If the tape 8 is being drive in a "reverse" direction as determined by the mode selector 32, the output signal from the "reverse" output terminal 50 of the mode selector 32 is a positive or "1" output signal to energize the second AND gate 48 in this operating state. Concurrently the "forward" output signal from the selector 32 is a "zero" which is effective to deenergize the first AND gate 30. Accordingly, the further operation in the "reverse" mode of operation of the tape transport is dependent on the sensing of the indicia 43 on the code wheel 42 by the sensor 44 to produce the aforesaid operation for sensing the end-of-tape.

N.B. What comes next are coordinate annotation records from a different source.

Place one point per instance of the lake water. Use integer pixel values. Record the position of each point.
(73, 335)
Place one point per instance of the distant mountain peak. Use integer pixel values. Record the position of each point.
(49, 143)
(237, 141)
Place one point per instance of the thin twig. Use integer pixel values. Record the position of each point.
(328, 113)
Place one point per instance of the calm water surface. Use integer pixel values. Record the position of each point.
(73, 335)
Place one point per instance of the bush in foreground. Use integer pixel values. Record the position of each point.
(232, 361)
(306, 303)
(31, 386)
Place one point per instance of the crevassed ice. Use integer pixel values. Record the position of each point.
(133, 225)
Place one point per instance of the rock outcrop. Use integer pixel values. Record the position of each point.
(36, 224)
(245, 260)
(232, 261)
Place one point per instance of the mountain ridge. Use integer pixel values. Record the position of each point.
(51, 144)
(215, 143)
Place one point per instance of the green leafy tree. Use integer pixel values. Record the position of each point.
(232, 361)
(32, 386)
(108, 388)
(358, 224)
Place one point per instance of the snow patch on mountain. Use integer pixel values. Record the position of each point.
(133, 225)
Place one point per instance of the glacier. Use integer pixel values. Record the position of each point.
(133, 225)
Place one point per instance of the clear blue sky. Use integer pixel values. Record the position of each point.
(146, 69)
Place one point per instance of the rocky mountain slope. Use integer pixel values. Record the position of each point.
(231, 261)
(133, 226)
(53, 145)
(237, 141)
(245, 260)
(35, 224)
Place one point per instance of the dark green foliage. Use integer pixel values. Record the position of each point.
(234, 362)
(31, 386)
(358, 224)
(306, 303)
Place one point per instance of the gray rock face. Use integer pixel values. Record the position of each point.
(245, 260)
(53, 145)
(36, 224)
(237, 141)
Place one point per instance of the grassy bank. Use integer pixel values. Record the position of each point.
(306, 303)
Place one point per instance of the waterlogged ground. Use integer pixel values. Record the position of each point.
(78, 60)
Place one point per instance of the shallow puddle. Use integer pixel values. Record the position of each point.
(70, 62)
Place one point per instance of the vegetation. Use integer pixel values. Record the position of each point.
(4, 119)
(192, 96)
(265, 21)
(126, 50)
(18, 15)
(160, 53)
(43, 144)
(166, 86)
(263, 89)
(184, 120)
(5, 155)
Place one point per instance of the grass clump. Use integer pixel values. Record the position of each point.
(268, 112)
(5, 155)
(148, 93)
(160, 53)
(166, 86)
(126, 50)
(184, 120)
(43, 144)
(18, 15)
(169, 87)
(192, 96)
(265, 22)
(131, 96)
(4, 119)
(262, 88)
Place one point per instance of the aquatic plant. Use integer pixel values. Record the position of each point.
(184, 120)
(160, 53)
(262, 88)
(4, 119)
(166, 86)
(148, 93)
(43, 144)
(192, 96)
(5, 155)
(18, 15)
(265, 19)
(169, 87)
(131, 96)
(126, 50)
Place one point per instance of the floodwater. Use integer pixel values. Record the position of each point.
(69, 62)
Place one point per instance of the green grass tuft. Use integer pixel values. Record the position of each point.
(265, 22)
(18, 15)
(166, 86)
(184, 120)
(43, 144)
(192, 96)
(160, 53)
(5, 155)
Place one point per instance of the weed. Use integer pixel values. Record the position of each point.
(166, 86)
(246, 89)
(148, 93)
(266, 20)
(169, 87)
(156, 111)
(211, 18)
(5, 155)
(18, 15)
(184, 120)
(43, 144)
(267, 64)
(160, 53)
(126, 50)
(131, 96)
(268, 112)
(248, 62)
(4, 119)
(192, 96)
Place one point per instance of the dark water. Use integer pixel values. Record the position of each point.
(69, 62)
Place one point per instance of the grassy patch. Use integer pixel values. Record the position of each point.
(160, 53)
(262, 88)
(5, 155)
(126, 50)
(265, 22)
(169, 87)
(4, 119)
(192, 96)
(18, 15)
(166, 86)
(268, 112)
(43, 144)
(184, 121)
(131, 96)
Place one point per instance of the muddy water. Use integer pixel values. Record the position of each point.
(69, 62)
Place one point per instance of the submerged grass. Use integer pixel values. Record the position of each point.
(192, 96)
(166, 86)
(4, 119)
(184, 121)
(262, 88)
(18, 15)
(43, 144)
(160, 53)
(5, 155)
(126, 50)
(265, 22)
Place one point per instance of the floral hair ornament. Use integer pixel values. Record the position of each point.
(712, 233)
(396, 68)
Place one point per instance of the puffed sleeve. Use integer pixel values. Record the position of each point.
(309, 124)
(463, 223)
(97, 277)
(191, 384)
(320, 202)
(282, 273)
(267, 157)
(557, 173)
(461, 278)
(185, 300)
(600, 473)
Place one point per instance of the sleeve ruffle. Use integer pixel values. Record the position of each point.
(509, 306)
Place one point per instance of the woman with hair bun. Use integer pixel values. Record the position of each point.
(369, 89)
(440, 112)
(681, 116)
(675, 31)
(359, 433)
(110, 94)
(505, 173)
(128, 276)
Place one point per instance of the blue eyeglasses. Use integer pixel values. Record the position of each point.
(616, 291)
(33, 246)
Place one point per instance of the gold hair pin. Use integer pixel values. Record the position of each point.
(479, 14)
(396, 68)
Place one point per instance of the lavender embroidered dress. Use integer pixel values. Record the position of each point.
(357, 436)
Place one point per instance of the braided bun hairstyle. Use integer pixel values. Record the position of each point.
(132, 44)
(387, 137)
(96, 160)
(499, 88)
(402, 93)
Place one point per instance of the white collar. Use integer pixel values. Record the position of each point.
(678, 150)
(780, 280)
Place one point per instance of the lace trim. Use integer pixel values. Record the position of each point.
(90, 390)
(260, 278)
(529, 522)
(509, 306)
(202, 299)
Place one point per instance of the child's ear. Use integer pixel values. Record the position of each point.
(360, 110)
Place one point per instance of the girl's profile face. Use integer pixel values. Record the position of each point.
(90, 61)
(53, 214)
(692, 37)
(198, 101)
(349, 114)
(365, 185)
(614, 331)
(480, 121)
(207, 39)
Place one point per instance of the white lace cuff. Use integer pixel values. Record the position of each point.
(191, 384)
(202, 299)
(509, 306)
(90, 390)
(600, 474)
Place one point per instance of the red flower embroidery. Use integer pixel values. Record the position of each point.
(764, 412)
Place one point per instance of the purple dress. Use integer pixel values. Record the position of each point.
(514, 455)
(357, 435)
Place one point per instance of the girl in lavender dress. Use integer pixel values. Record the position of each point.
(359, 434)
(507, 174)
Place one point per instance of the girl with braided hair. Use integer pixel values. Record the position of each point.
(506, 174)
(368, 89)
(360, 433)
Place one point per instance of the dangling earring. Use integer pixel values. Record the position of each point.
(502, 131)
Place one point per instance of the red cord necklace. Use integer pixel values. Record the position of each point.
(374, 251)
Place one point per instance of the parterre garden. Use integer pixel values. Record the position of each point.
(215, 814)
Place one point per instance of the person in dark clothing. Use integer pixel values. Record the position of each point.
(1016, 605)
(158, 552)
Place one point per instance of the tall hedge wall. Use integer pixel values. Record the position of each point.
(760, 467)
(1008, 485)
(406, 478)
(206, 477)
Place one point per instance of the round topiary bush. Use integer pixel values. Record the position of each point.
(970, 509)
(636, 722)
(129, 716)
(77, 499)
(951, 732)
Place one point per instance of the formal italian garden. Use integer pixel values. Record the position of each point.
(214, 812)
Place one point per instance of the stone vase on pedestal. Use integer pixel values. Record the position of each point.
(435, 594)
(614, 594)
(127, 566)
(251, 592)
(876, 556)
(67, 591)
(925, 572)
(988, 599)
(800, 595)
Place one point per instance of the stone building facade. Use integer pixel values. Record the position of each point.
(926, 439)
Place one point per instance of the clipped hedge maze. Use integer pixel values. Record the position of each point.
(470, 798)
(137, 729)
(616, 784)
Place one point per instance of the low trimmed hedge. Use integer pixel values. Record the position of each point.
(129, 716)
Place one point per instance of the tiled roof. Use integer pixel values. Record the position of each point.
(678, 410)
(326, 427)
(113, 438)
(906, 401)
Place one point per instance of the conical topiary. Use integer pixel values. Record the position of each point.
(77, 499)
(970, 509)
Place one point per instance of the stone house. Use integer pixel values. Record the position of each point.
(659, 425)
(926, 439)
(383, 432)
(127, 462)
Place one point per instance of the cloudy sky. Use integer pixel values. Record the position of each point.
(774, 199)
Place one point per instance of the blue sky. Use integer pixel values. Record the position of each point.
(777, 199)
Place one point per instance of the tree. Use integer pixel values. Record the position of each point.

It should be noted that the speed control selector 60 may include a microprocessor having digital words corresponding to the various tape speeds to be applied to the counter 56 over digital bit line 62 stored in a computer memory. The readout of the computer memory is, accordingly, correlated to a selection of a desired tape speed to apply the respective digital word stored in the memory to the counter 56. Such an operation of the microprocessor is, of course, a well-known technique and further discussion thereof is believed to be unnecessary. It should be further noted that while a discrete AND gate has been provided in the illustrated example of the present invention as a signal comparator for monitoring the coincidence of the end of the time period represented by a full countdown of the counter 56 and the sensing of the indicia on the tone wheel representative of the rotational speed of a tape reel, such a monitoring operation could be performed by the microprocessor in the speed control selector 60 by applying both signals to the microprocessor which could be programmed in a well-known manner to periodically check the signals to determine whether or not the indicia signal had occurred either coincident with the time period signal or before it and to produce a transport stop operation to prevent a full unreeling of the tape from the storage reel. Since the microprocessor could perform the aforesaid checking operation at a relatively high speed, e.g., at microsecond time intervals, it is inherently capable of providing a closer monitoring operation of the relationship between the compared signals than the AND gate which is only cognizant of either a coincidence or non-coincidence therebetween. In either case, the preset count in the counter 56 is effective to determine a time period corresponding to a selected tape speed and the time of a predetermined cycle of the storage reel, e.g., a full rotation, is compared with the time period to determine whether or not the storage reel is travelling a rotational speed indicative of a minimum amount of remaining tape, i.e., an end-of-tape condition.

Accordingly, it may be seen that there has been provided, in accordance with the present invention, a tape transport control system having an improved end-of-tape sensor for multi-speed tape operation.